Gravitational Waves: What? Why? How?
- Wits University
Wits physicists to explain the significance, relevance and impact of the discovery of Gravitational Waves.
About 100 years after Albert Einstein's prediction – based on his Theory of General Relativity – Gravitational Waves were detected for the first time on September 14, 2015 by the international LIGO collaboration. The discovery was announced on the 11th of February 2016 and was immediately celebrated as a groundbreaking achievement in the field of Physics.
This is a major achievement combining advanced detection technology and theoretical predictions, which will have a profound impact on future astronomical research.
Three Wits experts in physics, Professors Andreas Faltenbacher, Andrew Forbes and Kevin Goldstein will give a public talk, illuminating this discovery from different perspectives. They will explain the relevance, importance and impact of the discovery of Gravitational Waves, and what it means for South Africa. This lecture is expected to be a highly informative, educational and interactive.

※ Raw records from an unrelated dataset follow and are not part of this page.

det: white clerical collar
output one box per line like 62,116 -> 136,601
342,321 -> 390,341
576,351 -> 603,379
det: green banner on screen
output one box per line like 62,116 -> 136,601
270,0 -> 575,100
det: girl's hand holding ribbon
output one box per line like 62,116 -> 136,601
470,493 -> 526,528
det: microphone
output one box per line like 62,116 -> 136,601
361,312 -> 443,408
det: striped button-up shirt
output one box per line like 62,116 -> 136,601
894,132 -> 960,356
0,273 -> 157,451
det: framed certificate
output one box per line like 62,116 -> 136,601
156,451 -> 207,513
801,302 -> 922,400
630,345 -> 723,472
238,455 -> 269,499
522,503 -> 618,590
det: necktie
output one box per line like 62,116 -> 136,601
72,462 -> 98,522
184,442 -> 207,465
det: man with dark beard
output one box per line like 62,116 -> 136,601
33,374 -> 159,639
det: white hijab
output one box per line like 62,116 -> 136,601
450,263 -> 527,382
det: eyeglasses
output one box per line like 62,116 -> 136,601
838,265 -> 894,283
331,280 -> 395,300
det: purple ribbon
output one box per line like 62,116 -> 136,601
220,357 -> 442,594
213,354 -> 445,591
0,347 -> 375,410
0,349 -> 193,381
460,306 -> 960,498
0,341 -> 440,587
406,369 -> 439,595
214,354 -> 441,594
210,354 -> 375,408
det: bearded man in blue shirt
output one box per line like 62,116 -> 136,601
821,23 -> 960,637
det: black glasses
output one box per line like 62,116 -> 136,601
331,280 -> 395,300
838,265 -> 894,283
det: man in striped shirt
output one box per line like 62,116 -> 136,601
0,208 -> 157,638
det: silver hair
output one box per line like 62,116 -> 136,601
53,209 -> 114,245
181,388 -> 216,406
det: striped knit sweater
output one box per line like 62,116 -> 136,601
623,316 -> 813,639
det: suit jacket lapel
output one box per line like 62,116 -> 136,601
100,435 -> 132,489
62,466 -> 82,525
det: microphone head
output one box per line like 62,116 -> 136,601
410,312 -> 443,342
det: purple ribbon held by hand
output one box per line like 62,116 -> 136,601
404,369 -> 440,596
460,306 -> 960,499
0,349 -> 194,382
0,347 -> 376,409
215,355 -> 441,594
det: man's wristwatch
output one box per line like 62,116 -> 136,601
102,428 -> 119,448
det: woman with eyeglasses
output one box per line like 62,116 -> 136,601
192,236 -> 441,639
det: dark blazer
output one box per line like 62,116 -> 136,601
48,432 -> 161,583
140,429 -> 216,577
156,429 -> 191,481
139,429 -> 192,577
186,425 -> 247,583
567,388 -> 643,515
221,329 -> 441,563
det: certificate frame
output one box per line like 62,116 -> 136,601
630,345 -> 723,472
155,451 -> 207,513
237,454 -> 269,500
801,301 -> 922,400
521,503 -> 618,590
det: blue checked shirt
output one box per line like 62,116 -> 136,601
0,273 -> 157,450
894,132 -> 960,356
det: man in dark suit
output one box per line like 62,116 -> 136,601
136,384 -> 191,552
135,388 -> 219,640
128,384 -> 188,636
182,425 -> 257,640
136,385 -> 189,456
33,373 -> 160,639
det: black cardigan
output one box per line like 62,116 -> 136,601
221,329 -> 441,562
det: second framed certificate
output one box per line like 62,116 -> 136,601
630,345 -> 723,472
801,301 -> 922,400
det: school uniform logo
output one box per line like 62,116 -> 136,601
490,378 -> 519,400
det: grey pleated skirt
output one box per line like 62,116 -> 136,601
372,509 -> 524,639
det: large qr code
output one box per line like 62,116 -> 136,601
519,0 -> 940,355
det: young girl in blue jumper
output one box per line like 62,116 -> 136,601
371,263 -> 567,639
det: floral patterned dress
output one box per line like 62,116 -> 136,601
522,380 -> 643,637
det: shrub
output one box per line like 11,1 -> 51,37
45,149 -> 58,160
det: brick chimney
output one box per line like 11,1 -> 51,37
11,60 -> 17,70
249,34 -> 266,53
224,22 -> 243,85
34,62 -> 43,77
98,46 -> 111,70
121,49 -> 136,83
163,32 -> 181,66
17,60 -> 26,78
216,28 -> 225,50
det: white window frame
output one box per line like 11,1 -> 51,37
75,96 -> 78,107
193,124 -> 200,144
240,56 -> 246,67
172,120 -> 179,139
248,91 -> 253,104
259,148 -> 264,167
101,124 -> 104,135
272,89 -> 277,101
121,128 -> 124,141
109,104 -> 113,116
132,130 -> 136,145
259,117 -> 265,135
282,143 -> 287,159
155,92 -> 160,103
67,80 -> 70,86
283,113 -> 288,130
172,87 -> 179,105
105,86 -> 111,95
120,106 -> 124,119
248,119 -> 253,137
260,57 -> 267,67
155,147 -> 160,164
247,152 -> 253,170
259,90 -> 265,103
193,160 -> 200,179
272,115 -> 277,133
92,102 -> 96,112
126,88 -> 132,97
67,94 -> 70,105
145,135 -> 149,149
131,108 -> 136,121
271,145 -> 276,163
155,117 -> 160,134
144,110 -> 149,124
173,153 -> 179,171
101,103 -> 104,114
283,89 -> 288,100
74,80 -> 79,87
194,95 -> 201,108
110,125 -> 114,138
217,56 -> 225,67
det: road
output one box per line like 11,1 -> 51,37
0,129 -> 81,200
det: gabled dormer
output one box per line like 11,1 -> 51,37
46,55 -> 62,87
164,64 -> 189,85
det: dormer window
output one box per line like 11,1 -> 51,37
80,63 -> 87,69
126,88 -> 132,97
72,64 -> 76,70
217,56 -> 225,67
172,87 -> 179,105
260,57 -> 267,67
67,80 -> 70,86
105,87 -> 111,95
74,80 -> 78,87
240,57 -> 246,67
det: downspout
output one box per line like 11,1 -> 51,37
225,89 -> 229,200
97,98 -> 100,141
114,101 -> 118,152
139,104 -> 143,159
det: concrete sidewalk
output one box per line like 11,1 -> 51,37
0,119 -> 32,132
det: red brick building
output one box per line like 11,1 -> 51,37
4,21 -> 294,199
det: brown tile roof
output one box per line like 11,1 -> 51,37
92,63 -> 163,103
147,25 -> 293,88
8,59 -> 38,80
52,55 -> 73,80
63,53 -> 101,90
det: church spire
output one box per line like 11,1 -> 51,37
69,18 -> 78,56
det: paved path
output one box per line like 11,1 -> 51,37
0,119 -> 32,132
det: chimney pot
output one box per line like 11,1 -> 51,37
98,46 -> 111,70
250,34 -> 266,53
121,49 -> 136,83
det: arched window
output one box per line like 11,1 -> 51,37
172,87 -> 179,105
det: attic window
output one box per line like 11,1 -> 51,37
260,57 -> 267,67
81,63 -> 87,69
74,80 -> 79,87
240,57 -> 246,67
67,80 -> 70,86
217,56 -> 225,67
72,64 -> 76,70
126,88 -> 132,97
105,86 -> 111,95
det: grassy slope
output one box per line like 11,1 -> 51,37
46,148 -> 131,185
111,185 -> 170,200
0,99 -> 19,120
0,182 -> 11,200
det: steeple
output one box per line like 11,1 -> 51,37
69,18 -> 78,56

What are Gravitational Waves?
Gravitational Waves are ripples in the curvature of spacetime, which propagate as waves, travelling outward from the source (massive events such as the collisions of black holes). Gravitational Waves were predicted by Albert Einstein in 1916 and the announcement of the discovery was made in February 2016. The announcement caused a social ripple effect with roughly 17 million tweets that followed it.
The waves came from two black holes that spent aeons circling each other, hurtling closer and closer, before they eventually collided, releasing great shudders of gravitational energy. Those waves — whose power output briefly exceeded that of all the visible stars in the universe combined — traveled for 1.3 billion years until they washed over the Earth, changing the length of the 4km arms of the LIGO detector by just one-ten-thousandth the diameter of a proton. Scientists believe that this discovery will open a whole new field of study in astronomy and physics.
The talk will be held on 16 March at 17:30 at the Wits Science Stadium, Auditorium 2.